Je me suis retrouvé un peu presque contre mon gré à bifurquer vers un intérêt très prononcé pour cette musique française du XVIIe et du XVIIIe siècle. Ça me parlait, je le sentais car c’est énormément une musique qui se sent; la part de l’instinct est très importante. Cet art-là, cette époque-là me parle parce qu’elle fait appel à l’improvisation, à l’imagination de la ligne. Même si celle-ci est pleine de codes, on peut s’épanouir énormément dedans; et comme moi, j’aime bien justement casser les murs, je ne supporte pas qu’on me fasse entrer dans la même chaussure que tout le monde, je trouvais qu’avec cette musique-là, j’avais le moyen de pouvoir plus m’exprimer.

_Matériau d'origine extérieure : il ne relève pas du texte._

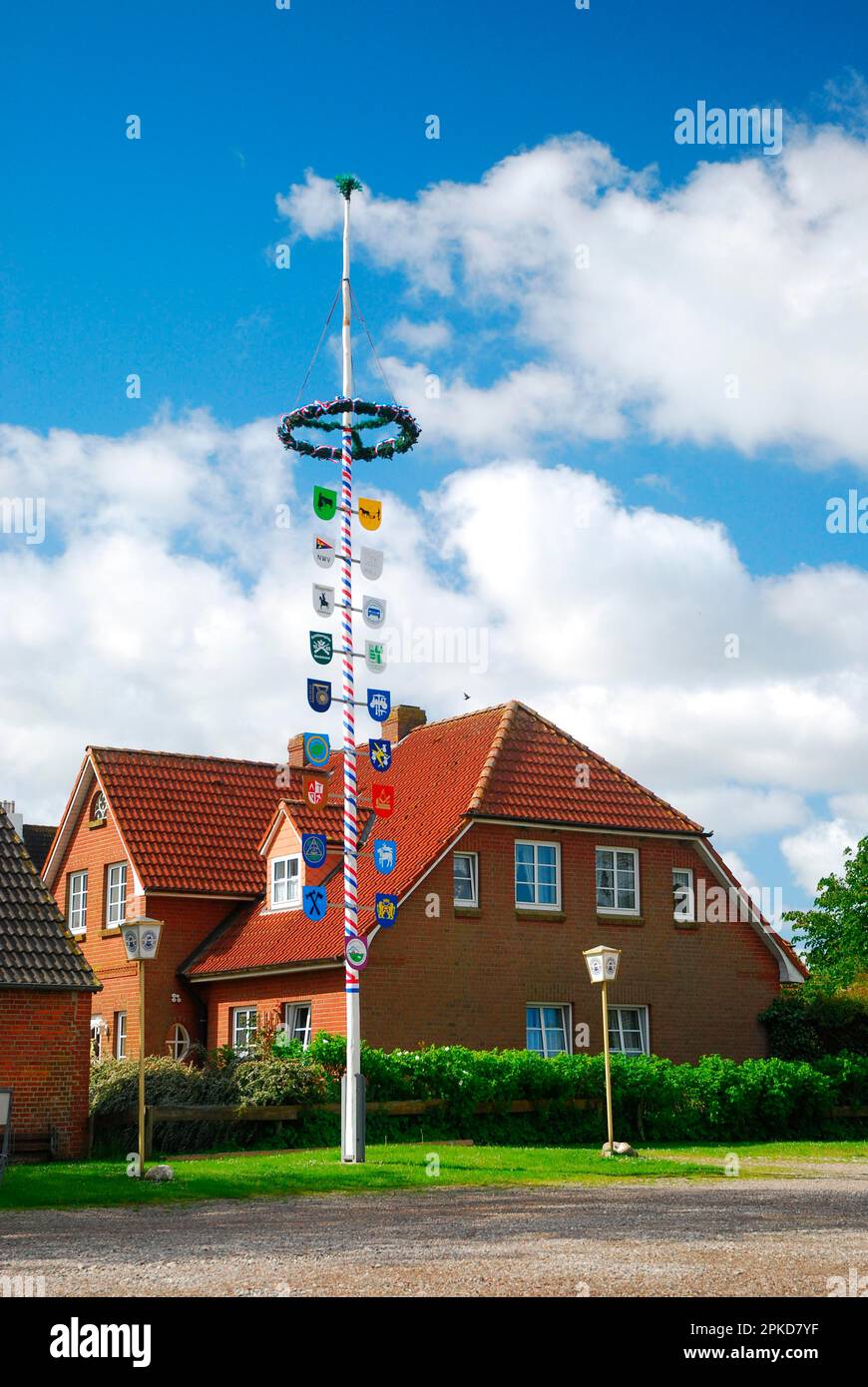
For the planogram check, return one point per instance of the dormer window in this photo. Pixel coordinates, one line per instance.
(285, 881)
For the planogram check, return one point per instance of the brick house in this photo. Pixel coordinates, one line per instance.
(516, 849)
(46, 986)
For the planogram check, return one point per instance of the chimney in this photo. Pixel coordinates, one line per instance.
(9, 804)
(402, 720)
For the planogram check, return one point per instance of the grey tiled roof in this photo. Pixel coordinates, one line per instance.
(38, 838)
(35, 948)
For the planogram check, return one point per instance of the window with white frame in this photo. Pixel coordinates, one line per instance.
(547, 1030)
(77, 898)
(179, 1041)
(618, 879)
(242, 1028)
(682, 895)
(297, 1021)
(285, 881)
(629, 1030)
(116, 893)
(538, 875)
(97, 1037)
(465, 875)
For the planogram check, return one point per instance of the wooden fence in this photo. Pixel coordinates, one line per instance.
(397, 1107)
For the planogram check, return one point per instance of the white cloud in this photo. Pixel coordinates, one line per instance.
(181, 623)
(820, 847)
(423, 336)
(749, 276)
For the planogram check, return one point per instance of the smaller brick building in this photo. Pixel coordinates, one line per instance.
(45, 1006)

L’ensemble Marguerite-Louise, que vous avez fondé en 2007, est donc né assez naturellement de cette passion? 

Quand on est à l’orgue, on est toujours tout seul, l’orgue est un instrument très solitaire, et moi, je suis quelqu’un qui aime énormément partager, et je souffrais terriblement de cette solitude. Je me suis donc dit qu’il fallait absolument que je trouve le moyen de jouer avec des gens pour rompre cette solitude. Comme j’étais très attiré par ce répertoire-là, j’ai trouvé des gens au conservatoire de Saint-Maur-des-Fossés, pour leur proposer un duo. Donc à l’origine, c’est juste un duo et très vite, ça s’est appelé Marguerite-Louise. C’était juste un petit projet de musique de chambre de conservatoire, qui au fil du temps, par des rencontres de musiciens, a grandi, grandi… On a fait des concerts, on a trouvé un son. Notre activité se développe vraiment depuis l’année dernière en réalité, grâce à l’enregistrement d’un disque, Motets pour une princesse. Notre but est de faire sortir la musique baroque de son cadre, d’aller à la rencontre du public.

Vous parliez d’une grande liberté dans la musique baroque, d’instinct, pouvez-vous développer?

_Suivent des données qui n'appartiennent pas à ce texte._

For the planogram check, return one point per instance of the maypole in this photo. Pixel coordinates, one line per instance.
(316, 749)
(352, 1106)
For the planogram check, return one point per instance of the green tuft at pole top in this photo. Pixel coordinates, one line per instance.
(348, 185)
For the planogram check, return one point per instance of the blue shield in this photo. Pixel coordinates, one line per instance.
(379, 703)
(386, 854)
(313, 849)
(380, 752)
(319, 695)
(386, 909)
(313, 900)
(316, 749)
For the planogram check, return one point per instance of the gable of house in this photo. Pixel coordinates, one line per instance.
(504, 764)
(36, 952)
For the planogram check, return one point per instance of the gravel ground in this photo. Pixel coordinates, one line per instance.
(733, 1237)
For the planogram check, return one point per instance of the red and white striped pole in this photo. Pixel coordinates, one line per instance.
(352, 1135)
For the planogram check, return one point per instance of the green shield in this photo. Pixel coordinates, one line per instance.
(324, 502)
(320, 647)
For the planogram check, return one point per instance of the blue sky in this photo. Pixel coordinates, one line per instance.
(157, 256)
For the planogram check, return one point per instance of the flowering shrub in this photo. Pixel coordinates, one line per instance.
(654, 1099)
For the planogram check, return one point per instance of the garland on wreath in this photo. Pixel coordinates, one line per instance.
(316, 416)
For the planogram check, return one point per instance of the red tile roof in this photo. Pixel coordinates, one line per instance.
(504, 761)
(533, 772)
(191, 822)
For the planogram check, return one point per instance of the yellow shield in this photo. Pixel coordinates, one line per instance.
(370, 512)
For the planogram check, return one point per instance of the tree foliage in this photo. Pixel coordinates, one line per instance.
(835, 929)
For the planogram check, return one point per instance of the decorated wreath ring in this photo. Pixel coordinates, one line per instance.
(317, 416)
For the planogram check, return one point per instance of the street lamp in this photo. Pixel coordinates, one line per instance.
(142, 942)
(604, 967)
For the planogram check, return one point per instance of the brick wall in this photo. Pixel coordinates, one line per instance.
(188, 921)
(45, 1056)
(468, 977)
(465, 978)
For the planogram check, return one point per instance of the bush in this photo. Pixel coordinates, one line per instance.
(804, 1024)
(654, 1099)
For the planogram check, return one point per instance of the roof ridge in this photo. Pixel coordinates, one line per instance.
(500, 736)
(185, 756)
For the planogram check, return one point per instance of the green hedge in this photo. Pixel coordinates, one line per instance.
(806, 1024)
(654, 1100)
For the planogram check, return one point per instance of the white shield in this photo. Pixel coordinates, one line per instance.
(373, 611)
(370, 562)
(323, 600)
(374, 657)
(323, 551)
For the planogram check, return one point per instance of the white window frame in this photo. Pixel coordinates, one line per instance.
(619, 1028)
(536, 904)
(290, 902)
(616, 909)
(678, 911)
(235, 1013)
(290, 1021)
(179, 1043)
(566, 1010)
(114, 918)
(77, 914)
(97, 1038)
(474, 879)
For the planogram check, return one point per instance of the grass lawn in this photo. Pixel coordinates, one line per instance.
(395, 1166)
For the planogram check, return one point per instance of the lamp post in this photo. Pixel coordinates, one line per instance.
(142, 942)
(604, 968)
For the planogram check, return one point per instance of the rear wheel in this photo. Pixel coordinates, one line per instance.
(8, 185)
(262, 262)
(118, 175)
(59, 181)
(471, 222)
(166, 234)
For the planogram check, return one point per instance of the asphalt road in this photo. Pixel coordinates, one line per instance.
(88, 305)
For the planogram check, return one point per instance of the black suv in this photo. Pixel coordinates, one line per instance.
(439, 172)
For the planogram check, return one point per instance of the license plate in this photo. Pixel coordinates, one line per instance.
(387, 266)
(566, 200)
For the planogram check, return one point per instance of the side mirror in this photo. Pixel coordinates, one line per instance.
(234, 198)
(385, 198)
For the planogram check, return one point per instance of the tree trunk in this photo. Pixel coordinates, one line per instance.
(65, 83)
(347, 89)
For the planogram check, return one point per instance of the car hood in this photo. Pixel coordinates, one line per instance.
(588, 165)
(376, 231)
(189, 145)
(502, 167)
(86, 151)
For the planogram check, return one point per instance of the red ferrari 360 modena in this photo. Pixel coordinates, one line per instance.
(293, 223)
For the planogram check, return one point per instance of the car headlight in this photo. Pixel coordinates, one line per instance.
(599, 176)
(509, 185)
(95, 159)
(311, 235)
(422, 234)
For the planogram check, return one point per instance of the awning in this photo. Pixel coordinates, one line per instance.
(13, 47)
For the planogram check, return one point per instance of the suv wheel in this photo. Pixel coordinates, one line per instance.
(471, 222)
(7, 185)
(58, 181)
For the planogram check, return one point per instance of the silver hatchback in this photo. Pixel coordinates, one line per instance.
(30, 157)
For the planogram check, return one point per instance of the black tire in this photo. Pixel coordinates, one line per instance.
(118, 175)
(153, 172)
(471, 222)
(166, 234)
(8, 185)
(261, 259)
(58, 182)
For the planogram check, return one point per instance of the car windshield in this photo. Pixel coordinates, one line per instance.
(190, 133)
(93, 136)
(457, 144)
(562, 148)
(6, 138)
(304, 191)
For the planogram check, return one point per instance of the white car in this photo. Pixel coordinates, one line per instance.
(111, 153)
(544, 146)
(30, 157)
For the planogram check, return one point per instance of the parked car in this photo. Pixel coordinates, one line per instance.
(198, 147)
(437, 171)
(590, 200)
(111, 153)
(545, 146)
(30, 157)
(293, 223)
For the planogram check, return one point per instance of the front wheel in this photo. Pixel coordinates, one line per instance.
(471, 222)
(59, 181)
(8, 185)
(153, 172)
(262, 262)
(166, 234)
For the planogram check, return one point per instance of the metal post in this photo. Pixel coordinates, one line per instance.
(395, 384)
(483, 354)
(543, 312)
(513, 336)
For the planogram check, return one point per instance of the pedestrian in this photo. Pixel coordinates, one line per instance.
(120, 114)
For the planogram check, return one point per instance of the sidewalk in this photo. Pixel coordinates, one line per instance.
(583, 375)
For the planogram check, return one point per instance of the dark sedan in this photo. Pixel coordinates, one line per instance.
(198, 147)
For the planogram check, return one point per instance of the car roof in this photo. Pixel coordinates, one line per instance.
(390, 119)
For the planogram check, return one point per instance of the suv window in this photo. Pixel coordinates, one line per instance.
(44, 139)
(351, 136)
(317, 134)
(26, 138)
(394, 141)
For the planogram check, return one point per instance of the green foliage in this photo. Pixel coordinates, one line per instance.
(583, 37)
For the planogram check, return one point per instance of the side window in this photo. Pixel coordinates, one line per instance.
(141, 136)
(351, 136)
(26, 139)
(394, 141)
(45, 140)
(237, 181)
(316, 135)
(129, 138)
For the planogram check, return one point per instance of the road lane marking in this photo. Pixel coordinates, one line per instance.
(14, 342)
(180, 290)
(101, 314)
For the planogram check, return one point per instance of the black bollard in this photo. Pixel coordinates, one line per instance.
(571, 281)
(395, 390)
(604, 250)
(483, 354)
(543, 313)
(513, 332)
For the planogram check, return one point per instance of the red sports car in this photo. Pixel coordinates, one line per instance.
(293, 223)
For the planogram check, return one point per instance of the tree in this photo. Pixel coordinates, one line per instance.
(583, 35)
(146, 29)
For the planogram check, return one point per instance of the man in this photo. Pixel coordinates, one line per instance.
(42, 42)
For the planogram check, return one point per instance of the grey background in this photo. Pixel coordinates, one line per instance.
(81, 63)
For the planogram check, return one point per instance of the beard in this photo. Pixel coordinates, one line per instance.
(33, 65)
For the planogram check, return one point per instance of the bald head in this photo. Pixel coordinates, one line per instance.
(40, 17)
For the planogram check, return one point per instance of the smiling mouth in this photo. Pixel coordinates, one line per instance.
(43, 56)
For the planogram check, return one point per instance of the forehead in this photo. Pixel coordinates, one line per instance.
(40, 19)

La musique baroque est fondée sur l’idée de basse continue, sur un canevas harmonique découlant de la basse. C’est-à-dire que la partition est en clé de fa, pour l’orgue, est au-dessus j’ai des chiffres, qui correspondent à un accord. Ces accords ne sont que des propositions, on peut faire passer une mélodie entre ces accords. La main droite est donc toujours en improvisation cadrée. Du fait de la liberté que laisse la musique baroque, chaque concert est une nouvelle improvisation. Et comme on n’est pas assez de musiciens pour faire exactement ce qui a été souhaité par le compositeur, on est obligé de faire beaucoup d’aménagements. La partition n’est donc pas figée. On peut donc faire évoluer la musique par rapport à notre idée.

C’est vous qui avez choisi le programme pour Versailles, comment a été conçue la soirée?

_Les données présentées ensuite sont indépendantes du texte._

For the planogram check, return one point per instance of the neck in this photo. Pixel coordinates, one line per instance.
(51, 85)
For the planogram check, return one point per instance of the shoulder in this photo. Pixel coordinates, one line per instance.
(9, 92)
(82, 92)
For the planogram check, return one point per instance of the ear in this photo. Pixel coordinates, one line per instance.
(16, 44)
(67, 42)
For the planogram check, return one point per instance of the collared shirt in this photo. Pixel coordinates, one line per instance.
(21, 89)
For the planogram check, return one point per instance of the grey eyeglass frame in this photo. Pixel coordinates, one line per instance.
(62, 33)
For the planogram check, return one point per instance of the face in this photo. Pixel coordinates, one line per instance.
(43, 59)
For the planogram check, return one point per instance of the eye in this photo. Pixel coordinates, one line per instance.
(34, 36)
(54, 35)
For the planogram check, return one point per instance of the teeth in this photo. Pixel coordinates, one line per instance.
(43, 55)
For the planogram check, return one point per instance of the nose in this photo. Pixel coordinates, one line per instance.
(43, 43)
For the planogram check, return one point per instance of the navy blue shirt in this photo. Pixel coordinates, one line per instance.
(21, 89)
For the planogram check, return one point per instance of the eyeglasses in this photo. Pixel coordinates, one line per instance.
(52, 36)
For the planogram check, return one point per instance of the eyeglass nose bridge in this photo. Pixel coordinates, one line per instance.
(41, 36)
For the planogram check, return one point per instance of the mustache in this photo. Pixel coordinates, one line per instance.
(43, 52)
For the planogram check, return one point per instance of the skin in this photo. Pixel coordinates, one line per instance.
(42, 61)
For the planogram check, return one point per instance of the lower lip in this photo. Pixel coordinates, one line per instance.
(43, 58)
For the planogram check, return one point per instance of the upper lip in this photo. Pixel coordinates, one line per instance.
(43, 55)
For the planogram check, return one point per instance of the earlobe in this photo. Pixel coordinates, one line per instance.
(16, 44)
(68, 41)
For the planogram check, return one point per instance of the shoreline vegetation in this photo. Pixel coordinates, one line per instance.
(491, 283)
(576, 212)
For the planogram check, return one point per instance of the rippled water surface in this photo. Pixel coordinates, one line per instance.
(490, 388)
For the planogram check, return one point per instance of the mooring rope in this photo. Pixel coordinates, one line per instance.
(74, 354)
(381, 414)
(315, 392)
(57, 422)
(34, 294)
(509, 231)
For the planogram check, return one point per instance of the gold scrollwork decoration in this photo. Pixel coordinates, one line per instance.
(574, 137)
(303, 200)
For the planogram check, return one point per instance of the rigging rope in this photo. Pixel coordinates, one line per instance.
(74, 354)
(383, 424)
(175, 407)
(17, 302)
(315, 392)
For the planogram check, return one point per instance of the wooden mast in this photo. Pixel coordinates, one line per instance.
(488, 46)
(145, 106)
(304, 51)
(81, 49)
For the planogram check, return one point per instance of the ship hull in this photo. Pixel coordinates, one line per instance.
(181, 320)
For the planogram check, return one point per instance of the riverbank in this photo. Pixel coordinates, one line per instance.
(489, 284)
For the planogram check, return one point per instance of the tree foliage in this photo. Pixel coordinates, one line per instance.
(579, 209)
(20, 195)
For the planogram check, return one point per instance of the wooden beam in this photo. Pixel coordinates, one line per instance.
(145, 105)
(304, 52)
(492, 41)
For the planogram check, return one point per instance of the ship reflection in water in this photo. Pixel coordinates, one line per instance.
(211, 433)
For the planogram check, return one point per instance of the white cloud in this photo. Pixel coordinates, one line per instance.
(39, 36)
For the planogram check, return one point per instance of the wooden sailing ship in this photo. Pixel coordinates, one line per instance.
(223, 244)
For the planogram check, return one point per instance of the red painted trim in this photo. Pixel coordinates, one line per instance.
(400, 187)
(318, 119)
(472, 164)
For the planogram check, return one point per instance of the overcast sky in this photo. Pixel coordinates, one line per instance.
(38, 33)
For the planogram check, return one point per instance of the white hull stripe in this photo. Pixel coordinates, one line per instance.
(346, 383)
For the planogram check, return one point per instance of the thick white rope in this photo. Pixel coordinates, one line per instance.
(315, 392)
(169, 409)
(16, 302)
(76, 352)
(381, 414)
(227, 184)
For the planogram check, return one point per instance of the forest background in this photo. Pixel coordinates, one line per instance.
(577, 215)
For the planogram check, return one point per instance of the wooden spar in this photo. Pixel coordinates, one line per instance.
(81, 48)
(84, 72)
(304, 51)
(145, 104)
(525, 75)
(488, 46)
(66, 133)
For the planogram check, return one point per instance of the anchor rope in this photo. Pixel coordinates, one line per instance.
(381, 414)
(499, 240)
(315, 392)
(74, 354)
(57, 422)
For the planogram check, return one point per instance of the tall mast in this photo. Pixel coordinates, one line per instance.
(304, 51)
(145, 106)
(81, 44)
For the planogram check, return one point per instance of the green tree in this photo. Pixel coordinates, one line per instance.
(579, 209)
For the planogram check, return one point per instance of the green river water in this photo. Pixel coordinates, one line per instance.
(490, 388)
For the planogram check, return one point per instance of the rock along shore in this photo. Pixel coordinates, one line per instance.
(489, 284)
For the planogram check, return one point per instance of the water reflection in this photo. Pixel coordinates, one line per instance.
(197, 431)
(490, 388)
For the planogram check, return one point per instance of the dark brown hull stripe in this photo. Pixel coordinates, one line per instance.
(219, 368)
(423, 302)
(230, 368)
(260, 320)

C’est Laurent Brunner, directeur du château de Versailles spectacles qui avait très envie de faire vivre en musique le Petit Trianon. Le but était d’investir plusieurs lieux liés à celui-ci pour le faire découvrir au public en musique. Il a donc fait appel à moi, et après il m’a laissé libre dans le choix du programme. L’idée était d’essayer de faire en sorte qu’au début, on joue tous ensemble des extraits d’opéra, qui annoncent la fête à venir, pour l’accueil du public sur le parvis du Petit Trianon, dans la Cour d’honneur. Puis on s’éclate en plusieurs petits pôles: dans la chapelle de la musique sacrée, dans le Pavillon français de la musique de chambre (des pièces de clavecin concertant de Rameau), dans le Temple d’amour des chansons d’amour de Couperin et enfin, pour les privilégiés, dans une grotte aimée de Marie-Antoinette, un récital de harpe privée. L’idée est d’avoir des lieux qui font sens avec des morceaux qui leur correspondent. Il s’agit donc par la promenade musicale de recréer une ambiance de Cour, celle du divertissement pour chasser l’ennui.